Bu durumda da ortaya şöyle bir döngü çıkıyor: Seçkin kulüpler rakiplerine kıyasla daha kolay maçlar oynuyor. Daha kolay maçlar oynayıp daha çok galibiyet elde ettikçe 10 yıllık katsayı puanlarını artırıyorlar. Bu puanlar arttıkça daha fazla para elde etmeye hak kazanıyorlar. Daha çok para ise seçkin kulüp konumlarını korumak için gezegenin en iyi futbolcularını kadrolarına katmalarına yardımcı oluyor.

2003-2018 yılları arasındaki maçlarda en az 3 gol farkı elde edilen maçların yüzdesi...

Şampiyonlar Ligi gruplarına katılma hakkı kazanan her takım yaklaşık 15 milyon avroyu kasasına koyarken turnuvayı kazanan takımın kasasına yaklaşık 70 milyon avro giriyor. Buna pazarlama ve televizyon paylarından gelen paraları da katınca seçkin kulüplerin “yıldız futbolcuları” kadrolarına katması çok daha kolay oluyor. Örneğin, Ronaldo’nun Juventus’a gitmesi, Griezmann’ın Barcelona’ya katılması ya da Manchester City, Liverpool gibi takımların savunma oyuncuları veya kalecilere 80-100 milyon avro arasında bonservis bedelleri ödeyebilmesi.

Gruplarını lider bitiren takımların yıllara göre puan ve gol ortalamaları...

Elbette burada sadece Şampiyonlar Ligi değil, bu takımların yer aldığı ligler ve o liglerden elde ettikleri gelirler de etkili. Fakat eşitliği, adil oyunu ve saygıyı kendisine şiar edinmiş UEFA’nın da takımlar arasında bu kadar ayrım yapması ve makasın açılmasına fazlasıyla katkı vermesi kabul edilemez. Her ulusal lig, kendisini rekabetçi piyasada öne geçecek şekilde organize edebilir ama UEFA gibi futbolu organize eden bir kurumun buna yol açması uzun vadede futbolun günümüzde yakaladığı popülaritesinin düşmesine yol açar.

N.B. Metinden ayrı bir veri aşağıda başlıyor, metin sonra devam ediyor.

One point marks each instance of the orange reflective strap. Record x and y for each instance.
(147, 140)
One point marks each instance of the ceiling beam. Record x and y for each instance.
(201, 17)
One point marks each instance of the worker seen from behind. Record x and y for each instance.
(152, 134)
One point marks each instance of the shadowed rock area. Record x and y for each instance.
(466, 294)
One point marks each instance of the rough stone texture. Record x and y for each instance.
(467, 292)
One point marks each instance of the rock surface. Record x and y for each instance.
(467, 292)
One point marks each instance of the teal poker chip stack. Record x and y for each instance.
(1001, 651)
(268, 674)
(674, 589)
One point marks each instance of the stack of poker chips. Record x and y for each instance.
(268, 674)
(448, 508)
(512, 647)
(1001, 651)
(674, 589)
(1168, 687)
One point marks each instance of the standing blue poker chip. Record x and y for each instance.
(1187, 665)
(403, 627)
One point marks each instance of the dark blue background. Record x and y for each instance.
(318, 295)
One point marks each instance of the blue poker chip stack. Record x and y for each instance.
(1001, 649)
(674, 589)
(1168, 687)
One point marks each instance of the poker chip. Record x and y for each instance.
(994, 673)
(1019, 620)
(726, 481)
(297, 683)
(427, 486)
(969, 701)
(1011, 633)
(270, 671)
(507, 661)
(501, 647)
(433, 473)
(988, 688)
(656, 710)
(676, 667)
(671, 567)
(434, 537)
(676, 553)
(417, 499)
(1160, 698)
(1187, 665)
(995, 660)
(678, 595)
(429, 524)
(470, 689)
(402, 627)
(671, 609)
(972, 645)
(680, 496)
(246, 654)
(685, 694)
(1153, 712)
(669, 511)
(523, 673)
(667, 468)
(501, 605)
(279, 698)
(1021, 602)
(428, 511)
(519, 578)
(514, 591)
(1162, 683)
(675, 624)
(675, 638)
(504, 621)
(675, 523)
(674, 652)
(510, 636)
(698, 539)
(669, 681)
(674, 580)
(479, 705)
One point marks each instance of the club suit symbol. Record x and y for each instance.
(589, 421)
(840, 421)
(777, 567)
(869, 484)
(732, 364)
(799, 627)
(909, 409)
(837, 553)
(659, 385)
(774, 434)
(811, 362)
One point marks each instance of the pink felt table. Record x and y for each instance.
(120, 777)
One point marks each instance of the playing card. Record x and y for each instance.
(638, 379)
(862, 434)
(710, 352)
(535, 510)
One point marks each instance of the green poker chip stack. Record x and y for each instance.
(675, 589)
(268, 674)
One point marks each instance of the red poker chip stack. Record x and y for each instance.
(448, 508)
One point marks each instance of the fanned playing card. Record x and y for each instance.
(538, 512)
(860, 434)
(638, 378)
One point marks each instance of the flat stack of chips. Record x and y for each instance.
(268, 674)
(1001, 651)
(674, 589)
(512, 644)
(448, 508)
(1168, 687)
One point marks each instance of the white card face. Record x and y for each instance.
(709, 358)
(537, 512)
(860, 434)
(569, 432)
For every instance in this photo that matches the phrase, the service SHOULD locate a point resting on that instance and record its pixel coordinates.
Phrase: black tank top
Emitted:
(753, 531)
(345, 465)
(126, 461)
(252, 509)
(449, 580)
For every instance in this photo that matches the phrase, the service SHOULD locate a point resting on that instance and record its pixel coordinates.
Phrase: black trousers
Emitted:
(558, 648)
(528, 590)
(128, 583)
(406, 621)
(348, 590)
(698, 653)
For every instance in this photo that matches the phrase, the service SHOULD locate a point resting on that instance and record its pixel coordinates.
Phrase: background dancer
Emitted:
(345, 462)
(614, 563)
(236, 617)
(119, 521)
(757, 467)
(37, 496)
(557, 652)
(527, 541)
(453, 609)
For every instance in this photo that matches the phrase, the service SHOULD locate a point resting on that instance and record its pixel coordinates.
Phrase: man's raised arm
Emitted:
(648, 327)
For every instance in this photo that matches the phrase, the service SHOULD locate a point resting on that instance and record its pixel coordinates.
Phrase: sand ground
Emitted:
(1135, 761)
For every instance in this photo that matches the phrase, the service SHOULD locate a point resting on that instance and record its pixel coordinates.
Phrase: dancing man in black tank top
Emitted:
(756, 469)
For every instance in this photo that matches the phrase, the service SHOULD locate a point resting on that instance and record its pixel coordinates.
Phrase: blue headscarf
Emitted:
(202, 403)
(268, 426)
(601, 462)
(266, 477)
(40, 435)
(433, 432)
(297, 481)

Grup sonuncusu takımların yıllara göre aldıkları puanlar ve attıkları gollerin ortalamaları...

Çünkü mevcut sistemde futbol izleyicisini sonucu tahmin edilebilir ve sıkıcı maçlar bekliyor. Aşırı kuvvetlenen takımları durdurmanın tek yolu olarak zayıf takımlara kendi ceza sahaları önüne kümelenmek ve maç içinde buldukları az sayıdaki hızlı hücum şansını gole çevirmek kalıyor. Ki bu durumu da teknik direktörler “geçiş oyunu” diye güzelleme yapıyorlar son yıllarda.

Aslında hepimizin bildiği bir gerçek, futboldaki gelir adaletsizliği. (Gerçi bu bilgiyi önce hayatta görüp sonra futbola aktarıyoruz!) Ülkemizde de “büyütülmüş kulüpler” her zaman yayın havuzundan daha fazla para alırlar. Daha fazla para aldıkları için daha ışıltılı, vaatkâr kadrolar kurarlar. Bu kadrolarla daha çok reyting toplarlar. Daha çok reyting topladıkça pazar payları daha da fazla yükselir. Ta ki en üst noktaya ulaşıncaya kadar. Oraya varılınca da “şampiyonluk payı” diye bir başlık açılır ve bu kulüplere fazladan para akıtmanın bir yolu daha bulunur. Böylece medyada daha fazla görünürlük elde eden bu takımlar sponsporluklardan da diğer takımlara göre kat be kat fazla gelir elde ederler. (Örneğin, Adidas Real Madrid'e yıllık 133 milyon avro öderken Ajax'a 11 milyon avro ödüyor. Aradaki fark pahalı bir futbolcu transferi için yeterli kaynağı sağlıyor.) Keza, bu takımların maç bilet fiyatları da daha pahalıdır filan...

Peki, sonuç? Şenol Güneş’le üst üste şampiyonluklar kazanan, stadını yenileyen, Şampiyonlar Ligi’nde rekorlar kıran Beşiktaş’ın hali, örneğin. Göreve geldiğinde “feda” diyerek kampanya başlatan Fikret Orman’ın, kulübü teslim aldığından daha kötü bir durumda bırakarak adetâ başkanlıktan koşarak uzaklaşması. Fenerbahçe’nin geçen yıl düştüğü durumlar ve bu yıl ortaya koyduğu performans. Galatasaray’ın hali pür melali. Parlak genç futbolcuları nedeniyle “kriz yokmuş” havası esen Trabzonspor’un Avrupa’da yüzüne ayna tutulması...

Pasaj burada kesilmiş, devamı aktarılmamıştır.